We also made one memorable flight from Singapore to Hong Kong and after several attempts to fly into Kaitak, near the Hong Kong airport in clamped weather, we were diverted by the Hong Kong Control to a remote island off the China coast, in the Gulf of Tonking, called Hainan, where we alighted at Sama Bay. We made several attempts in the following days to fly into Kaitak, but on each occasion the weather deteriorated at the last minute and we were obliged to return to Sama Bay. By then we had insufficient fuel to fly to Hong Kong when the weather did improve and another Sunderland flown by the C.O. of 209 Squadron joined us having found themselves in a similar predicament. It had an ENSA party on board and the sound of jollifications carried across the water until the early hours of the morning. At least we were able to work the Hong Kong Control Tower using our top aerial and our petrol generator housed in the front of the Starboard wing. Eventually a further Sunderland arrived bringing both marooned aircraft extra petrol in Jerrycans. These had to be transported between our anchorages in rubber dinghies. I had become familiar with the J Type rubber dinghy which we carried on board so we inflated it so that I could go ashore and obtain some fruit and vegetables from the local villagers by bartering with tins of cigarettes, the international currency of the immediate post war Far East. We had an unexpected visit from a Chinese officer who came out in a boat to see us and said we could not take off without prior permission from Canton. We resolved to receive this instruction with politeness but to ignore it. When the weather did eventually clear we were activated by the Hong Kong Control Tower and all three aircraft took off and were soon safely down and moored at Kaitak. The pilot who flew the petrol out to us was a 209 Skipper called Hector Munro, who later became M.P. for Dumfries, a Minister for Sport in the Conservative Administration and the Honorary Inspector General of the Auxiliary Air Force. He was knighted and more recently raised to the peerage.
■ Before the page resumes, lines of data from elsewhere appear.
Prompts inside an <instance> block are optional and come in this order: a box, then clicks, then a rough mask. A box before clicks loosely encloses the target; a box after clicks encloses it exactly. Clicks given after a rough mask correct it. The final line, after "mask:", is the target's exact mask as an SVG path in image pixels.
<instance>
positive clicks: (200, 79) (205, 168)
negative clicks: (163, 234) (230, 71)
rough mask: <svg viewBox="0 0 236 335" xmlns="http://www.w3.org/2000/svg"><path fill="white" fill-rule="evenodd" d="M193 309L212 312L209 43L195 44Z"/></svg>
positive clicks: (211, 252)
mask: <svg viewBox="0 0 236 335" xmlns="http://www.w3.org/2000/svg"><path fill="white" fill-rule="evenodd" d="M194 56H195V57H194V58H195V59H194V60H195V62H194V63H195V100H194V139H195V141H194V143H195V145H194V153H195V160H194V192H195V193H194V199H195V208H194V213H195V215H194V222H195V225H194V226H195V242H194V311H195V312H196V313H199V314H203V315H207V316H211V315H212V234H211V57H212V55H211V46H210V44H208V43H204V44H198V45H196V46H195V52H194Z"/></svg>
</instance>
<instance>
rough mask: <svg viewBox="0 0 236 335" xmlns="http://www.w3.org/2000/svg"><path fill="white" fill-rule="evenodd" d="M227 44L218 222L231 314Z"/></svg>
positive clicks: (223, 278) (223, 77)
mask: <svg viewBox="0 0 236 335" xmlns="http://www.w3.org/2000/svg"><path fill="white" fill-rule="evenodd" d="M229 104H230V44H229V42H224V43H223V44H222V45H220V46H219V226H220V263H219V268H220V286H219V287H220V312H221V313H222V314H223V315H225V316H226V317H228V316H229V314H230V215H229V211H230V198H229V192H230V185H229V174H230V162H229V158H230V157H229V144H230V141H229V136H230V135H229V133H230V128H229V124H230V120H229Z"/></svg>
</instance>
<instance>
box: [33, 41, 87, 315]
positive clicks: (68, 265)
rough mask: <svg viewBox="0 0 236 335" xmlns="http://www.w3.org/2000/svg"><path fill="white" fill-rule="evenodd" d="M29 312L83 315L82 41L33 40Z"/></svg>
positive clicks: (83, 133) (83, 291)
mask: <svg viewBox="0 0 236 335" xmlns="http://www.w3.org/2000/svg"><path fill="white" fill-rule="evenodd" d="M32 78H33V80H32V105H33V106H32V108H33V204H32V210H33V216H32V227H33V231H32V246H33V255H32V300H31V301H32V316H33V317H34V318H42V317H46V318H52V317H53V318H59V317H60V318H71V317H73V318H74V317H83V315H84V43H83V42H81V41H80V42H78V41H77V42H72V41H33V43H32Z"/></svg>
In April 1946 the whole of 230 Squadron was posted from Singapore to Pembroke Dock in South Wales and we were to fly back along the same route on which we had come out, except that we would miss out Gib, flying directly from Sicily to Pembroke Dock. Portland Bill was the first bit of England we all saw, craning our necks forward on the flight deck .We had brought back a large contingent of ground staff, all devoted to the Squadron and great chaps, but who became very anxious at one stage on the flight back after we had taken off from Kasfareit on the Bitter Lake in Egypt. They said they could see petrol leaking out of the port inner engine and probably they knew more about the dangers of this than the aircrew. So we told everyone not to smoke and so as no to risk anyone's life, we jettisoned nearly all our fuel into Aboukir Bay near the delta of the Nile. This involved pushing out seldom- used jettison pipes through the planing hull of the flying boat. We then went back to Kasfareit, where they found that the leak was due only to a badly fitted screw cap, so we fuelled up and restarted the rest of our journey the following day. We had jettisoned 2500 gallons of petrol, enough perhaps for me to have driven a car on it for the rest of my life.
Looking back I realise how fortunate I was to get on to Flying Boats. I much preferred battling with the weather rather than with the enemy. Bringing back the POW's was worthwhile. I saw a lot of the World, which only whetted my appetite for travel; and I made friends on our crew who stayed friends for life.